Há muitos exageros e imprecisões na escrita ensaística de Freyre que devem e precisam ser apontados. Desde os anos 1950 não faltaram críticos do livro a explorar suas limitações. Apesar disso, sua tese ainda permanece importante: devemos nos compreender como um país hegemonicamente mestiço, no qual a bipolaridade negro/branco só faz sentido se matizada em muitos aspectos, ponderada em várias gradações e tonalidades e, sobretudo, contextualizada.

A realidade brasileira é, aos olhos de Freyre, muito diferente do birracialismo americano, onde impera a dicotomia branco/negro. As atuais pautas identitárias vêm tentando encaixar o Brasil neste molde americano, mas nossa realidade escapole a todo instante.

Talvez por seguir a forma americanizada de enxergar nossas relações raciais, a reportagem de O Globo tenha se esquecido de alguns mestiços brasileiros —alguns até no nome, como João Lucas & Marcelo, Pardinho (da dupla com Tião Carreiro), Zé Mulato & Cassiano e Gabriel Vittor, da dupla Us Agroboys. Mais grave, o silêncio sobre três ícones mestiços da música sertaneja chama a atenção: Zezé Di Camargo e a dupla Chitãozinho & Xororó.

Temos dificuldade de enxergar a miscigenação nestas estrelas sertanejas, viciados que estamos na lógica birracial. Se há poucos "negros" na música sertaneja, também há outro fenômeno bastante notável em nosso olhar: o apagamento de sertanejos mestiços bem-sucedidos de nosso imaginário.

Em mais de 15 anos de pesquisa sobre a música sertaneja, nunca vi ninguém se perguntar se Zezé Di Camargo é mestiço. Não seria Zezé um mulato claro? A reportagem de O Globo sequer considerou a possibilidade. Por sua vez, o movimento negro parece pouco interessado em saber se Zezé é negro. Como hoje em dia a palavra mulato foi proscrita do vocabulário identitário, restaria ao sertanejo ao menos a negritude. Zezé é negro?

E o que dizer de Chitãozinho & Xororó? Os irmãos paranaenses têm clara ascendência indígena, mas dificilmente conseguimos enxergar essa origem na dupla. Ilustrativa dessa nossa miopia é o fato de que dificilmente Chitãozinho & Xororó entrariam por cota em qualquer universidade brasileira.

É comum as universidades cotistas pedirem àqueles que pleiteiam cotas indígenas, além da autodeclaração, uma carta de recomendação emitida por liderança local, normalmente uma personalidade ou um ancião reconhecido.

Também vale o Registro de Nascimento Indígena (Rani), documento emitido pela Fundação Nacional do Índio (Funai).
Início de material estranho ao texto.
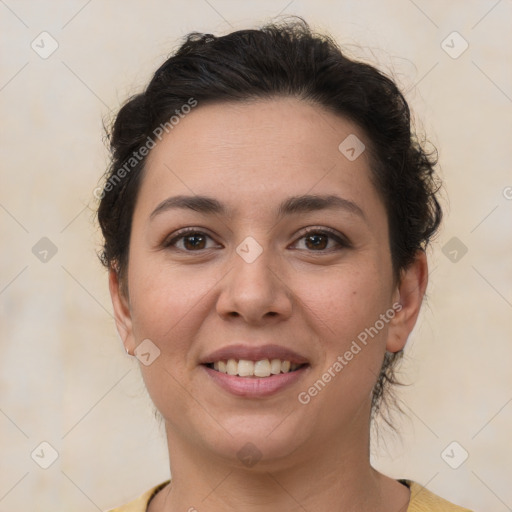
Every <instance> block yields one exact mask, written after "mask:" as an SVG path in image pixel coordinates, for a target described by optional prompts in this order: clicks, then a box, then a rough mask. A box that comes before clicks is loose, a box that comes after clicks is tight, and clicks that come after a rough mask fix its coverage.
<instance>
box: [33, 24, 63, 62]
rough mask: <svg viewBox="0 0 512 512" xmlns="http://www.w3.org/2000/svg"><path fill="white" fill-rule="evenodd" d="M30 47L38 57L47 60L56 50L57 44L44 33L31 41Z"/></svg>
mask: <svg viewBox="0 0 512 512" xmlns="http://www.w3.org/2000/svg"><path fill="white" fill-rule="evenodd" d="M30 47H31V48H32V50H34V51H35V52H36V53H37V54H38V55H39V57H41V58H42V59H47V58H48V57H50V55H52V54H53V53H54V52H55V51H56V50H57V48H58V47H59V43H58V42H57V40H56V39H55V38H54V37H53V36H52V35H51V34H50V33H48V32H46V31H44V32H41V33H40V34H39V35H38V36H37V37H36V38H35V39H34V40H33V41H32V43H31V44H30Z"/></svg>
Ou seja, tem que ser amigo do cacique, do pajé ou da burocracia estatal para ser considerado indígena em nossas universidades.

Por que é tão difícil vermos estes mestiços na música sertaneja? Em parte isso se deve ao fato de que as pautas raciais quase nunca foram importantes para os próprios artistas. Em parte se deve às cirurgias plásticas, às maquiagens e ao envelhecimento, que tendem a suavizar traços da mestiçagem, embranquecendo-os.

O enriquecimento também dificulta: estamos acostumados a ver a riqueza como sinônimo da branquitude. O fato de Chitãozinho e Zezé terem apoiado o fascista Bolsonaro tampouco coopera. Para movimentos identitários de esquerda é dificílimo reconhecer que negros e indígenas possam não ser "progressistas".

No fim das contas, a mestiçagem é apagada diante de nossos olhos. Hesitamos em aceitar o hibridismo nacional. A tese de Gilberto Freyre vive. Ainda temos dificuldade de nos ver no espelho.